La période de Noël s’approche, habituellement, c’est la saison la plus allégresse de l’année. En Haïti, la Noël est symbole de la jovialité, des couleurs vives. En cette période, les activités donnent libre cours et la population peut traîner à toute heure dans les rues, sans peur le moindre danger.
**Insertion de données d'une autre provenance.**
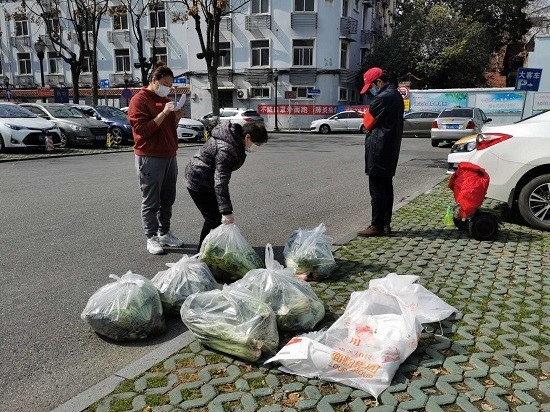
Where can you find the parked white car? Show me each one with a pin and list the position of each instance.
(20, 128)
(190, 130)
(517, 158)
(348, 121)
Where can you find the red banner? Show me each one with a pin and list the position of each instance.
(297, 109)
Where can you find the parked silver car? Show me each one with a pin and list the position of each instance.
(348, 121)
(457, 122)
(418, 124)
(75, 127)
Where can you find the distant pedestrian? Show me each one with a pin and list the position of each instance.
(384, 122)
(208, 173)
(154, 122)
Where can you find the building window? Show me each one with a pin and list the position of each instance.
(260, 52)
(54, 63)
(161, 55)
(304, 5)
(22, 27)
(225, 55)
(87, 63)
(342, 94)
(302, 51)
(259, 93)
(52, 24)
(120, 20)
(24, 63)
(259, 6)
(301, 92)
(344, 55)
(122, 60)
(157, 15)
(345, 8)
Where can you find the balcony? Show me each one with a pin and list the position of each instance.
(303, 20)
(24, 81)
(257, 22)
(226, 24)
(258, 76)
(20, 41)
(158, 34)
(118, 36)
(348, 25)
(303, 76)
(54, 79)
(366, 37)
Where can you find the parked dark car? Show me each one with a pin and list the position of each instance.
(418, 124)
(121, 130)
(74, 126)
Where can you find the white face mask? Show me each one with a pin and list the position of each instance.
(162, 90)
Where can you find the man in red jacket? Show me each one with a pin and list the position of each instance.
(154, 122)
(384, 121)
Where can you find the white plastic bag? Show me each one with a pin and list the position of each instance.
(378, 330)
(294, 302)
(187, 276)
(232, 321)
(225, 248)
(127, 309)
(309, 252)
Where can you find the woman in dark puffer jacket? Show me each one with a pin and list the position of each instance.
(208, 173)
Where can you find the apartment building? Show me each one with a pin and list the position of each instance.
(298, 58)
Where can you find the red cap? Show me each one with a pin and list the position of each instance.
(369, 76)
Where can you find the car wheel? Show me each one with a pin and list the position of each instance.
(324, 129)
(483, 226)
(116, 136)
(64, 139)
(534, 202)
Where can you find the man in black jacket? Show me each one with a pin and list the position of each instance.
(384, 120)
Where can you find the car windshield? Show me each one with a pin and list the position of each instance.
(10, 111)
(458, 112)
(64, 112)
(111, 112)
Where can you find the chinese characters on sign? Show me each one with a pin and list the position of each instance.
(297, 109)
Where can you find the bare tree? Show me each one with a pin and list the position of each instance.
(67, 20)
(207, 15)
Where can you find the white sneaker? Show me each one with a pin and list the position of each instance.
(154, 247)
(169, 239)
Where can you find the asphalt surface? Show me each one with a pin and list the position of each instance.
(493, 355)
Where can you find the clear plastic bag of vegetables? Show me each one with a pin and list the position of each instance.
(187, 276)
(232, 321)
(226, 249)
(127, 309)
(309, 252)
(294, 302)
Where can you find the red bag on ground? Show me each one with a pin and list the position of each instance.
(469, 184)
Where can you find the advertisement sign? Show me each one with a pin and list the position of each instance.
(298, 109)
(541, 102)
(437, 101)
(499, 102)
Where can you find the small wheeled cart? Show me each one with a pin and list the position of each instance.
(469, 185)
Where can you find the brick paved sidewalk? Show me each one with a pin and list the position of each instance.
(494, 355)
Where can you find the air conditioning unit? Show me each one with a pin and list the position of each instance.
(242, 93)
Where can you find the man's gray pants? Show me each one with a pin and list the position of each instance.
(157, 181)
Les décos et les chants traditionnels propres à cette festivité mêlent avec charme dans nos salons. Par contre depuis plusieurs années, les crises permanentes et insupportables qui rongent le pays, affectent abondamment cette période de bonheur et de partage. Cette année encore, la Noël approche dans un contexte encore plus difficile que les années précédentes avec l’emprise des gangs sur Haïti qui s’accroît. Les affrontements entre clans rivaux sont vifs dans les communes de Croix-des-Bouquets, de Tabarre et de Cité Soleil, en zone métropolitaine de Port-au-Prince et l’insécurité qui persiste dans notre quotidien, la Noël ne s’annonce pas d’une manière très épanouie !
Crise multiforme
Durant ces trois dernières années, la population haïtienne, confrontée à une crise multiforme, se trouve livrée à elle-même. Perdue entre les problèmes sociaux, politiques, économiques et sanitaires, insécurité. Cette crise plonge la société haïtienne, de plus en plus dans le gouffre de la misère. Sans issue et sans personne vers qui tourner le regard, la population retrouve dans un dédale sur son propre territoire. Ce moment périlleux a constitué des obstacles capitales dans la réalisation des fêtes de fin d’année.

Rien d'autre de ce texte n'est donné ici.